France organised Thursday's meeting to drum up the billions needed to help Lebanon recover from last year's war between Israel and Shi'ite Hezbollah guerrillas and rescue its debt-riddled finances.
The offer came after Chirac on Tuesday said Lebanon had practically run out of money and that anti-government protests in Beirut could discourage donors.
"Taking to the street can only aggravate the situation and increase tensions," Lebanese Prime Minister Fouad Siniora said in Paris after a lunch with Chirac.
Siniora said he hoped for strong support from Arab countries and the international community on Thursday, adding: "The cost of helping Lebanon, however expensive that might seem, is much less than the cost of not helping Lebanon."
His comments came a day after demonstrations against his Western-backed government shut down much of Lebanon and sparked its worst unrest since the 1975-1990 civil war.
Three people were killed and 176 wounded.
Hezbollah and its allies, including Christian leader Michel Aoun, want veto power in government and early parliamentary elections to remove what they call a U.S. cabinet in Lebanon.
French officials say around 50 countries and organisations will take part in Thursday's donors' meeting but decline to say how much money they expect to be pledged.

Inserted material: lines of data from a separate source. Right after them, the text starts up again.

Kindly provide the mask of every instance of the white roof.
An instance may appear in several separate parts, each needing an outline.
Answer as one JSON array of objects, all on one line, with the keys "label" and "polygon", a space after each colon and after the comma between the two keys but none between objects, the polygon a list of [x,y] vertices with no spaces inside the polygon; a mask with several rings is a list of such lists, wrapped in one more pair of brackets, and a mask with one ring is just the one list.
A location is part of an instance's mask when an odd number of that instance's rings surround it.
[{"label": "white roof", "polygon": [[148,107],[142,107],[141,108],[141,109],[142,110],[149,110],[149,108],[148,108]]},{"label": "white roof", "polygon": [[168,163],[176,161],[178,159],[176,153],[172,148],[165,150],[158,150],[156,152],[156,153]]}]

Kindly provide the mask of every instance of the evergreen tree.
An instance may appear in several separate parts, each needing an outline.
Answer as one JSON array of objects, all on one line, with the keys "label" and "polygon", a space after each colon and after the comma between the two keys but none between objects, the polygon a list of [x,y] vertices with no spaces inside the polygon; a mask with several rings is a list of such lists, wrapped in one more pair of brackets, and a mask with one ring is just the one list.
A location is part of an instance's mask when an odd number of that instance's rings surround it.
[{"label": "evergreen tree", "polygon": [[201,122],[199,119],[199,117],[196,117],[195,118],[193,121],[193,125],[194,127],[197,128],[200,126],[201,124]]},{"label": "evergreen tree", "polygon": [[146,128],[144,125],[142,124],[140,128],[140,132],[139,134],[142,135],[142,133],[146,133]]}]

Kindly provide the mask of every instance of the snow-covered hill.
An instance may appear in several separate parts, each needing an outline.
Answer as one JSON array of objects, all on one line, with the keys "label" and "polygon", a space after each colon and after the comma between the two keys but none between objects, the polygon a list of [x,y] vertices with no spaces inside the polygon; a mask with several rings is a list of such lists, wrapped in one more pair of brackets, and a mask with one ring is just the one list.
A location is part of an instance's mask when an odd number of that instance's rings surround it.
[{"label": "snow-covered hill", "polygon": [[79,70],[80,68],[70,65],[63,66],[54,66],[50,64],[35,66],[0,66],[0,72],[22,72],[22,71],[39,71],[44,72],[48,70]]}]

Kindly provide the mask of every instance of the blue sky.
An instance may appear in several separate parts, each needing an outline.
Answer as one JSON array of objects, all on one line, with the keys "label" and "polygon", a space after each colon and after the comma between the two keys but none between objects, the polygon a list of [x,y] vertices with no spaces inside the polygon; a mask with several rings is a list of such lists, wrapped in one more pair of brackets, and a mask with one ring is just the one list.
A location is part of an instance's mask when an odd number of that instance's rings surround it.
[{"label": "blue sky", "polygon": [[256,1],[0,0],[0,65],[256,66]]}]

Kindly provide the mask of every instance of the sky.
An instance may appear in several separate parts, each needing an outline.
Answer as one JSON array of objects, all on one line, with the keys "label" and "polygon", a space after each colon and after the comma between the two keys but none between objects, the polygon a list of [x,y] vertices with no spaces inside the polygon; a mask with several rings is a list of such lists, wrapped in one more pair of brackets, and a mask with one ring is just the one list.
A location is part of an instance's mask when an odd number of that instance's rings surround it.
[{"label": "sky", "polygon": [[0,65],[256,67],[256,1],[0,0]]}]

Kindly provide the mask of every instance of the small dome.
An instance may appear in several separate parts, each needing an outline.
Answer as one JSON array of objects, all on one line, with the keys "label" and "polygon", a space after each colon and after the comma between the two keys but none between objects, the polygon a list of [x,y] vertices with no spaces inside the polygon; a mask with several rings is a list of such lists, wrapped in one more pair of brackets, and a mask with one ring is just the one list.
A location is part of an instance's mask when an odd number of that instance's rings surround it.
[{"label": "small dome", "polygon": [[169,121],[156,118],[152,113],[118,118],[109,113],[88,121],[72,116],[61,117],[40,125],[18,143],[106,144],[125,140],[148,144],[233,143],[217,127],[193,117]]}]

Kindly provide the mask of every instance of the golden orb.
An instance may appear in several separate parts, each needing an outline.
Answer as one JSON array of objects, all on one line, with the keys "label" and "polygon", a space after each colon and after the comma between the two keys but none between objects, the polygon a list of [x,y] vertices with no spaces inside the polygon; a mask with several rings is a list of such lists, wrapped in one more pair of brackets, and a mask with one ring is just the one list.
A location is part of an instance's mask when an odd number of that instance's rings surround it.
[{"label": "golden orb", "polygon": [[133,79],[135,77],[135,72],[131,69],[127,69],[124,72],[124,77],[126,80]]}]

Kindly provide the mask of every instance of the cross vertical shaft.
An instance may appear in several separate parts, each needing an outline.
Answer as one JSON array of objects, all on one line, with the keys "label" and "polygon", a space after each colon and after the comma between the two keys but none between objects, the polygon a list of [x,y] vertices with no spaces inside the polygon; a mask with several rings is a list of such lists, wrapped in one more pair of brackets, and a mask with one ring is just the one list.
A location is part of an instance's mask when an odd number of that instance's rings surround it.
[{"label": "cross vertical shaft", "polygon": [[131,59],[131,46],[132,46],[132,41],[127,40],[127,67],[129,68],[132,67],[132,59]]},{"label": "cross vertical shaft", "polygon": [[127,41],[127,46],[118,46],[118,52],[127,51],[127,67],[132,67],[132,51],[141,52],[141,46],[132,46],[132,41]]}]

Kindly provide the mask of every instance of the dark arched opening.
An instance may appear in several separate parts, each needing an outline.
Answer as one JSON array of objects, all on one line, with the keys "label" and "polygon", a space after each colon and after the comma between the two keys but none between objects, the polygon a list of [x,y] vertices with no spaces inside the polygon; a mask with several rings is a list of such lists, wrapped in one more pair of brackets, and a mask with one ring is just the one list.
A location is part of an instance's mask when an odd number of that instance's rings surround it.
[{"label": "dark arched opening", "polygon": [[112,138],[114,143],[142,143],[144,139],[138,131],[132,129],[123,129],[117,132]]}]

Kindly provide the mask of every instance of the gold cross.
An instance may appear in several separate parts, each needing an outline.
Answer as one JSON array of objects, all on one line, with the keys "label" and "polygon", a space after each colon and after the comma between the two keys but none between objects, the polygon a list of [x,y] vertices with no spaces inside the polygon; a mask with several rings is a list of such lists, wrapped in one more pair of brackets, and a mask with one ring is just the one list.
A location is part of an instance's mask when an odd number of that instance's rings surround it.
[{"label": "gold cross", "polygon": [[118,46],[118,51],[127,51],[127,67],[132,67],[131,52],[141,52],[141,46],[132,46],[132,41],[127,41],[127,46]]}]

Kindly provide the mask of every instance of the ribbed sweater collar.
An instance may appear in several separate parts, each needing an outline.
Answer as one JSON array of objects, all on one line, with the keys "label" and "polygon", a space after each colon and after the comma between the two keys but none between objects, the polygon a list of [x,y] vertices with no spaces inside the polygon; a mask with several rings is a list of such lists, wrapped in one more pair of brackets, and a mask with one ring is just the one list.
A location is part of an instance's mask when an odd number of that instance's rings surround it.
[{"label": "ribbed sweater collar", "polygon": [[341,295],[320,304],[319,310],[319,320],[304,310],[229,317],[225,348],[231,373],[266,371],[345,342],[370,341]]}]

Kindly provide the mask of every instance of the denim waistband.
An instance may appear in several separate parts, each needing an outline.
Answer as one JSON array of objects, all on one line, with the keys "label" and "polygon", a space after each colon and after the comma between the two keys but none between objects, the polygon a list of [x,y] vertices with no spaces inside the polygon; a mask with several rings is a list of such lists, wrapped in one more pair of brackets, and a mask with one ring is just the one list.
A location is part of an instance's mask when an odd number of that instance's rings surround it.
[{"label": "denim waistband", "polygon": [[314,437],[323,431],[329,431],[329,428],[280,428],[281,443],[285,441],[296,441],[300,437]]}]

The European Commission said on Wednesday it was pledging almost 400 million euros ($520 million) of additional aid to Lebanon. That would bring to 500 million euros the total provided to Lebanon by the EU executive since last June.
The Lebanese government is hoping for up to $5 billion in assistance and Siniora said the proceeds of the conference would be used to cut or service Lebanon's public debt which, at $40.5 billion is equal to 180 percent of gross domestic product.
U.S. Assistant Secretary of State for Near Eastern Affairs David Welch told reporters in Paris that Washington would be very supportive but said aid would be tied to reforms.
"American assistance to Lebanon ... over the last five or six years has averaged between $30 and 40 million a year. You can expect an American pledge tomorrow that will be many multiples of that number," he said.